D’une part, aux termes de l’article L. 521-3 du code de justice administrative : « En cas d'urgence et sur simple requête qui sera recevable même en l'absence de décision administrative préalable, La juge des référés peut ordonner toutes autres mesures utiles sans faire obstacle à l'exécution d'aucune décision administrative ».

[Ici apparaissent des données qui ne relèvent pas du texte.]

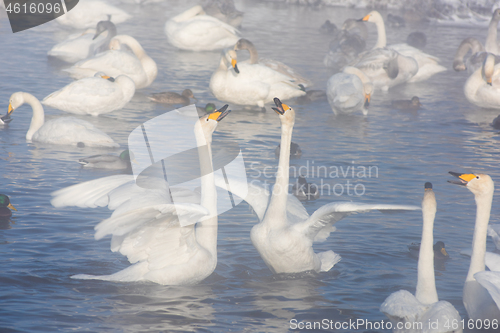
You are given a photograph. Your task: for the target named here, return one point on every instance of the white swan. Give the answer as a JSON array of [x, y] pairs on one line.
[[423, 308], [193, 30], [387, 68], [114, 62], [491, 44], [145, 225], [285, 234], [349, 91], [78, 47], [278, 66], [427, 65], [93, 95], [88, 13], [482, 88], [250, 84], [480, 298], [63, 131]]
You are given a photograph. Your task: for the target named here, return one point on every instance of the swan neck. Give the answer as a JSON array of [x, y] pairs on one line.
[[206, 229], [426, 285], [276, 212], [483, 203], [381, 39], [38, 118]]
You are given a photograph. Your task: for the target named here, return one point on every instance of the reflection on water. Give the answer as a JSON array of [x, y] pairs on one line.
[[42, 246]]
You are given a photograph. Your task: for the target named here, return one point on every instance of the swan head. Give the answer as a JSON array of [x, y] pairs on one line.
[[373, 17], [208, 123], [489, 68], [286, 113], [479, 184]]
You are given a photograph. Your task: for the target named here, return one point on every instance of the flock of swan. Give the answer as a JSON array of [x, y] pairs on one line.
[[108, 68]]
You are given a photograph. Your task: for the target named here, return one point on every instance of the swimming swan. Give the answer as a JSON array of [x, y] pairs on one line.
[[250, 84], [278, 66], [424, 307], [481, 290], [63, 131], [285, 235], [193, 30], [93, 95], [482, 88], [427, 65], [114, 62], [145, 227], [349, 91]]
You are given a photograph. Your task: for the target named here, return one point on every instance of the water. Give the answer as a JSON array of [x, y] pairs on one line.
[[43, 246]]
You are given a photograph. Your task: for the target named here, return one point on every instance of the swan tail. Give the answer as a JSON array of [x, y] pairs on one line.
[[133, 273], [328, 260]]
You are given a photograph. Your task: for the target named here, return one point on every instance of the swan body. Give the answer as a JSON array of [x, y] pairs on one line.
[[81, 46], [173, 98], [111, 162], [93, 95], [114, 62], [88, 13], [64, 131], [250, 84], [387, 68], [193, 30], [402, 307], [427, 65], [480, 299], [349, 91], [482, 88], [285, 234], [278, 66], [145, 223]]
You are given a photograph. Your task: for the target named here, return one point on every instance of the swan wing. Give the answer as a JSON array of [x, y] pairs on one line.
[[491, 282], [319, 226]]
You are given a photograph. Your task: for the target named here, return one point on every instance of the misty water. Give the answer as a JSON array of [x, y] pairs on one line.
[[41, 247]]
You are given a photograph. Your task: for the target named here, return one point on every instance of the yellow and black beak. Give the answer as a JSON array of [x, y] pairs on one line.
[[11, 207], [219, 114], [235, 66], [367, 100], [280, 107], [364, 19], [464, 178]]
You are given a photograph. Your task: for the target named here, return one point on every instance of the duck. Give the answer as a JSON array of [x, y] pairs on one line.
[[223, 10], [349, 91], [480, 294], [482, 88], [6, 207], [404, 309], [439, 250], [295, 151], [111, 162], [278, 66], [63, 131], [80, 46], [88, 13], [93, 95], [305, 191], [285, 235], [416, 39], [116, 61], [183, 235], [427, 65], [403, 104], [193, 30], [173, 97], [250, 84]]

Le préfet de police de Paris fait valoir en défense, sans être contesté, que ses services ont procédé, le 9 mars 2026, postérieurement à l’introduction de la présente requête, à l’enregistrement de la décision judiciaire référencée n°7 sur le relevé d’information intégral de M. A.... Dès lors, il n’y a plus lieu de statuer sur les conclusions à fin d’injonction sous astreinte de la requête, qui ont perdu leur objet.

D’autre part, il n’y a pas lieu, dans les circonstances de l’espèce, de faire droit aux conclusions présentées par M. A... sur le fondement des dispositions de l’article L. 761-1 du code de justice administrative.

O R D O N N E :

Article 1er : Il n'y a pas lieu de statuer sur les conclusions de la requête de M. A... à fin d’injonction sous astreinte.

Article 2 : Le surplus des conclusions de la requête est rejeté.

Article 3 : La présente ordonnance sera notifiée à M. B... A... et au ministre de l’intérieur.

Copie en sera adressée au préfet de police de Paris.


Fait à Cergy, le 7 avril 2026.

La juge des référés,

signé

L. Moinecourt

La République mande et ordonne au ministre de l’intérieur en ce qui le concerne ou à tous commissaires de justice de justice à ce requis en ce qui concerne les voies de droit commun contre les parties privées, de pourvoir à l’exécution de la présente décision.